It’s been a while since I’ve posted an update. As I sit and consider what to write, one thing sticks out – liminality.
Liminality – of, relating to, or being an intermediate state, phase, or condition :
in-between,
transitional “in the liminal state between life and death” –
Deborah Jowitt. I appreciate Deborah’s quote at the end of this. I think it’s from a play she wrote, but that’s not important.

I’ve been reading
From Wild Man to Wise Man: Reflections on Male Spirituality, by Richard Rohr recently. “Liminal space,” as he calls it, is the between stage of death and life. Liminal space is when you’re on the verge of greatness, yet plagued by uncertainty; it’s right after the battle for a new level of life and awareness was at the apex of its intensity and swung the way of newness; it’s when you hit the end of yourself and realize there’s something awesome in front of you, yet you are completely incapable of taking it. It’s letting go, relinquishing control and accepting the change. It’s making a decision to allow a part of you to die so that you can live to a fuller degree. You can’t manipulate your way into or out of liminal space, you can only accept or reject it when it comes.
Like Jonah, you can either be killed in the boat by the storm, or allow yourself to die by jumping into the waves… only to find that God takes you into his protecting and guiding hand, which may look more like the ugly innards of a fish. The time in the fish is that liminal space between death and life. And then you wait.
So what does this look like for me?
About a month ago a thought came to me – “Go to Haiti.” People began asking me about it without my prompting, so I dedicated it to consideration and prayer. Shortly afterward when I asked God if I should go, he spoke to me several times that I should and confirmed it with through a few others. Then, about a week ago, I made my decision to step out of Nicaragua and go to Haiti, not knowing what this will look like.

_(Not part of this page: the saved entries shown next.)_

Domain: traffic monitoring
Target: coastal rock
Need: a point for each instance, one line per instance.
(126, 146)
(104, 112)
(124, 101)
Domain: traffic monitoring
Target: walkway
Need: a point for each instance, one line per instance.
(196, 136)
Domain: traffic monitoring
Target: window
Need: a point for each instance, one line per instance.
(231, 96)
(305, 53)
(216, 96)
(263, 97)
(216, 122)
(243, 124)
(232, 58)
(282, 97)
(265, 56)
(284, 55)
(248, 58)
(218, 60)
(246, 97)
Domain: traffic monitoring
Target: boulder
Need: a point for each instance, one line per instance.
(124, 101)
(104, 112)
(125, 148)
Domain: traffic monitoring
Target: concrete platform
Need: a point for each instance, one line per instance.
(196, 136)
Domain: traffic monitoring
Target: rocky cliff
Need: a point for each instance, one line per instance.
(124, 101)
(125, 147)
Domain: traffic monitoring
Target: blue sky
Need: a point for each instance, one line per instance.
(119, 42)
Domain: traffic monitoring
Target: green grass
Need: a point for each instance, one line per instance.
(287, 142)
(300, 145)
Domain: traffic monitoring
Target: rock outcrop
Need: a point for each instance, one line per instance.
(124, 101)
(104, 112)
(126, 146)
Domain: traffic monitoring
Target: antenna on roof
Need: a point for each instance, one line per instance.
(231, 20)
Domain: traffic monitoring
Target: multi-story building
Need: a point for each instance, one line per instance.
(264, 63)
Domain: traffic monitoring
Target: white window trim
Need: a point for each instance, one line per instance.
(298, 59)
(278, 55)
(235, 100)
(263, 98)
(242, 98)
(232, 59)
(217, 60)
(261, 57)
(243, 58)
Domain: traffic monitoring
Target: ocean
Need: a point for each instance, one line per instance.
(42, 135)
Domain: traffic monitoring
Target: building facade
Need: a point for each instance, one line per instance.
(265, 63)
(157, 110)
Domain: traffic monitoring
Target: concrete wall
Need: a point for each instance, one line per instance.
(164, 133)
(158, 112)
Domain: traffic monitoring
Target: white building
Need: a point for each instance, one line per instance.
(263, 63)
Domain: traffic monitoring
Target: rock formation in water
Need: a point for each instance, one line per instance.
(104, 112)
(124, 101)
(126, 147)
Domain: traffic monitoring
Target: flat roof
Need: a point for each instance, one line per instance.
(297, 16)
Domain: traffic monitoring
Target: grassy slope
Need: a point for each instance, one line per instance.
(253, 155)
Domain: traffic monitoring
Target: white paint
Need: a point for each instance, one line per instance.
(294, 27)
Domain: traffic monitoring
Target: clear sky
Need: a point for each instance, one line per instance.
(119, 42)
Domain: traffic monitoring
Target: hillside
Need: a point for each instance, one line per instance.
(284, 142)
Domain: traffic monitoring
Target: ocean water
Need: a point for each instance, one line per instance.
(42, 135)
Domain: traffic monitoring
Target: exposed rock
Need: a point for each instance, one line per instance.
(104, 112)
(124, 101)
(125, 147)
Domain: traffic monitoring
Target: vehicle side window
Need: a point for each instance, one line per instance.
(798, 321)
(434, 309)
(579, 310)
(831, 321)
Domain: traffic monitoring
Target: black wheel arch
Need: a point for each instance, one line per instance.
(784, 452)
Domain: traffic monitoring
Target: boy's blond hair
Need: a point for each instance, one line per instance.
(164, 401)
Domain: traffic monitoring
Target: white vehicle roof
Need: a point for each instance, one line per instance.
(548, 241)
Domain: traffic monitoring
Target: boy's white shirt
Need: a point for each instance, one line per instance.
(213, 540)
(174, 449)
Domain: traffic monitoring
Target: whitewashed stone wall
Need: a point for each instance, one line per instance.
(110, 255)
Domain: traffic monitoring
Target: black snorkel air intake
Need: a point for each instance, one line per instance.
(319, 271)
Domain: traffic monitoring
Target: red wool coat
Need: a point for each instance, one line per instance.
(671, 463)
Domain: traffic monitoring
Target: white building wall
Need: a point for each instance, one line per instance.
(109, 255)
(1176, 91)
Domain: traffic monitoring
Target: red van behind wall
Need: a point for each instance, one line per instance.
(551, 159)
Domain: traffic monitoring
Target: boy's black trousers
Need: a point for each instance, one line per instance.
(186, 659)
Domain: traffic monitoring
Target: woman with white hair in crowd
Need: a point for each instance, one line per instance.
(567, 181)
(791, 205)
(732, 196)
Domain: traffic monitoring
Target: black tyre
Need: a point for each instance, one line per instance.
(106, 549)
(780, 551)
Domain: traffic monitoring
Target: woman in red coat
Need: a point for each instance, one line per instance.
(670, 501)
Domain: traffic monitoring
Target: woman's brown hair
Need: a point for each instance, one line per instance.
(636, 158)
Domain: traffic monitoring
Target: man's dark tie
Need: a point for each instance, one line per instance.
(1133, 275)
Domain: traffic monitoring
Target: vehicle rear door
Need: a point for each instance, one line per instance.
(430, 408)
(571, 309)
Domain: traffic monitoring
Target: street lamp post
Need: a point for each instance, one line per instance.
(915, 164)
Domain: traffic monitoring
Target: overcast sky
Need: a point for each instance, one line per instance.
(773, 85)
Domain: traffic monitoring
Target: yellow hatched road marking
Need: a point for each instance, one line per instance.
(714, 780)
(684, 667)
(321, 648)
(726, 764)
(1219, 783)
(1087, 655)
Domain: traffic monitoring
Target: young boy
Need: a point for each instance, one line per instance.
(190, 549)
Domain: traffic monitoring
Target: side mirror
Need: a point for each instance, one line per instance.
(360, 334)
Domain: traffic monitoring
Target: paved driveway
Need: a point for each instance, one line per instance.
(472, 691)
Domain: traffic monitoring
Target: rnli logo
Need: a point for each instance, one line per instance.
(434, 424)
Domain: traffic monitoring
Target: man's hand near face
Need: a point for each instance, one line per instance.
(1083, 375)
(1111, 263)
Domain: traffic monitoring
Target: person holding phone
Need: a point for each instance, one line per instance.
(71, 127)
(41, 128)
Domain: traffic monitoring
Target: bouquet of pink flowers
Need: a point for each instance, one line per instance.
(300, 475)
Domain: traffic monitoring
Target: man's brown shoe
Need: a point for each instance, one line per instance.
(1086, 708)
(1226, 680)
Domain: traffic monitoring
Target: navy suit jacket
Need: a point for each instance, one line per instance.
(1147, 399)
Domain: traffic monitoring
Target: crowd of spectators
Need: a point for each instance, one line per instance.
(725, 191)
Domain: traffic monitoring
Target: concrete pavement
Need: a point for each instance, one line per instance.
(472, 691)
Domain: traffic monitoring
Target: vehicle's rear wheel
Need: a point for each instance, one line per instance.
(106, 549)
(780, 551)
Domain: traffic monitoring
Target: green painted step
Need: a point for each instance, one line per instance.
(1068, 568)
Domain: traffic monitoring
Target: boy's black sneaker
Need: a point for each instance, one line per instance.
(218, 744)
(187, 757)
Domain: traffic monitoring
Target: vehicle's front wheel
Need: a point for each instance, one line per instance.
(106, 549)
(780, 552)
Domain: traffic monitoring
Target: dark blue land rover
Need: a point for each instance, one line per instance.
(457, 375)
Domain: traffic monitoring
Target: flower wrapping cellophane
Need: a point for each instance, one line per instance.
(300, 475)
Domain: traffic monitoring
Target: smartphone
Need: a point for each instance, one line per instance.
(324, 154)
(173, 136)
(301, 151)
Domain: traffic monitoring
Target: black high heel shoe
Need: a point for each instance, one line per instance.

A few months ago my friend, Baker, and I moved into a pretty
comfortable house. We have wireless internet, a fully furnished kitchen, living room, three bedrooms and “chill” room. It’s great! We enjoy ourselves and for a very reasonable price. Sure, I’m in the second poorest country in the west, but I can easily get my hands on some quality food and go see a movie at the theater on the weekends. It’s not that hard here.
I’ll be leaving this behind and going to the poorest country in the west. I’ll be leaving the house and personal space behind to live in community and, more than likely, a tent. I’m leaving my comfort and security and stepping into brokenness and uncertainty. Haiti has literally been
torn apart, but there are awesome reports of how
it is on the mend. God is doing a new thing in that country and the Spirit is moving in tremendous ways! There is this feeling inside of me that says, “Yes! This is good. This is the Kingdom.” I’m stepping out in faith and am waiting on God. There are dreams I have of my future, but I’m putting them on the line. I’ve got my hopes and prayers, things I believe the Lord has spoken to me, but they are not for now. I believe faithfulness in this will lead to a new level of freedom, life and kingdom awareness, but the passage there is through darkness and uncertainty.